Session Type
Quick Talks
Date & Time
Wednesday, April 10, 2024, 11:00 AM - 12:00 PM
Name
Quick Talks
Location Name
Ballroom
Talk Order
  1. Implementing MIR Pattern Matching & Rewriting for GlobalISel Combiners - Pierre van Houtryve
  2. Enhancing clang-linker-wrapper to support SYCL/DPC++ - Alexey Sachkov
  3. Parallelizing applications with indirect memory writes in MLIR - Pablo Antonio Martinez, Hugo Trachino
  4. Arcilator for ages five and up: flexible self-contained hardware simulation made easy - Théo Degioanni
  5. 3 years of experience with the LLVM security group -- successes and remaining challenges - Kristof Beyls
Abstract/s

Implementing MIR Pattern Matching & Rewriting for GlobalISel Combiners -Pierre van Houtryve
GlobalISel combiners long relied on ad-hoc C++ code to do most of the work despite using TableGen to define their combiner rules. I have recently worked on adding in/out MIR patterns support (complete with a PatFrag-like system and type inference) to the GlobalISel combiners infrastructure which allows us to write many combiner rules directly in TableGen. In this talk, I will be giving an overview of my work on this project and some ideas for what could come next.
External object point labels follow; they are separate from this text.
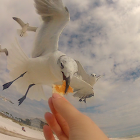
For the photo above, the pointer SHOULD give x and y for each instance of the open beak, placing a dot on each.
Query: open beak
(67, 79)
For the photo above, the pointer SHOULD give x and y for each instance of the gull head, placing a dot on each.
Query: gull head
(68, 68)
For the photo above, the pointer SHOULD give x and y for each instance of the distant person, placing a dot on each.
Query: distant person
(68, 123)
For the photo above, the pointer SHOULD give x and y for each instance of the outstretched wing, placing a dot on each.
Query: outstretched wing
(19, 21)
(32, 29)
(81, 72)
(55, 16)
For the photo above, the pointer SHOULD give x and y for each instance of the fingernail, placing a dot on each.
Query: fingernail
(56, 96)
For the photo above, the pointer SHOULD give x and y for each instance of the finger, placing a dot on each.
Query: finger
(48, 133)
(67, 111)
(54, 125)
(61, 121)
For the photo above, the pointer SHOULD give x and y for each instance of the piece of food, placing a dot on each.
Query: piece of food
(60, 89)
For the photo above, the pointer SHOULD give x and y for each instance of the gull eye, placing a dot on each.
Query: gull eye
(62, 66)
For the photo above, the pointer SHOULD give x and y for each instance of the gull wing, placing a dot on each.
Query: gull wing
(82, 73)
(21, 23)
(32, 29)
(55, 16)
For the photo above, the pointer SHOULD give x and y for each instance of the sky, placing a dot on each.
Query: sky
(104, 35)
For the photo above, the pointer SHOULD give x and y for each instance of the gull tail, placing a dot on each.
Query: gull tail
(17, 64)
(19, 32)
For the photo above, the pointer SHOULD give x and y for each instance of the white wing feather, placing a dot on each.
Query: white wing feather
(55, 16)
(82, 73)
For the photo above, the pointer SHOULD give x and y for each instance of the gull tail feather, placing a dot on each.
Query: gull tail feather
(17, 64)
(19, 32)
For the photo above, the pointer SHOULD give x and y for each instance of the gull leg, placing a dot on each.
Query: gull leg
(24, 97)
(7, 85)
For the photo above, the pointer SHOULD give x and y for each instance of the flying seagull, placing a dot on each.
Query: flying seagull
(5, 99)
(25, 27)
(47, 66)
(4, 50)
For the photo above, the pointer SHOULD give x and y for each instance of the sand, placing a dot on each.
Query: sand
(10, 130)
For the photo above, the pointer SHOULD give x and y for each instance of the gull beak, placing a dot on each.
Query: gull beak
(67, 79)
(98, 77)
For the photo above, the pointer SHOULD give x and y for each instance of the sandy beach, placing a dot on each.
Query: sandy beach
(10, 130)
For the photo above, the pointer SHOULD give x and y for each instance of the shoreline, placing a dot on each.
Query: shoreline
(10, 133)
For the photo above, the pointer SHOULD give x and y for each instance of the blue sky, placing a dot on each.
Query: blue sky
(104, 35)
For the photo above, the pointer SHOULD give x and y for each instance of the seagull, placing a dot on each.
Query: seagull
(47, 65)
(90, 79)
(5, 99)
(4, 50)
(25, 27)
Enhancing clang-linker-wrapper to support SYCL/DPC++ -Alexey Sachkov
Driven by Intel, SYCL/DPC++ compiler is an LLVM-based project that implements support for the SYCL Language. We (Intel) have made several changes to the clang-linker-wrapper tool to support SYCL device code linking and wrapping. This talk provides an overview of key features we have introduced to the tool in our downstream implementation. The talk will focus on our approach of device code handling, novel mechanism for propagating various metadata from the compiler to the runtime and few other changes.

Parallelizing applications with indirect memory writes in MLIR -Pablo Antonio Martinez, Hugo Trachino
Indirect memory writes are present in many AI and HPC applications. However, automatic parallelization of such applications is hard due to data races. In this work we propose a new method to automatically parallelize loops with indirect memory writes in MLIR, showing up to 4.9x speedup across several benchmark suites.

Arcilator for ages five and up: flexible self-contained hardware simulation made easy -Théo Degioanni
Arcilator is a simulator for hardware specified in CIRCT dialects (the MLIR hardware modelling subproject). We introduce a new dialect-based interface for Arcilator, which eliminates the need to build heavy C++ wrapper hand-crafted for each hardware model needing simulation. We explain how it is built internally and showcase interesting use cases.

3 years of experience with the LLVM security group -- successes and remaining challenges -Kristof Beyls
The LLVM security group was established 3 years ago to enable responsible coordinated disclosure of LLVM security issues. This presentation will briefly summarize what the group is doing; what it has achieved in the past 3 years; and which areas for improvements become clear after analyzing the kinds of issues that were reported. Those include areas such as threat modeling, improving quality of mitigation features, supply chain attacks and how to communicate public security issues that are not CVE-worthy.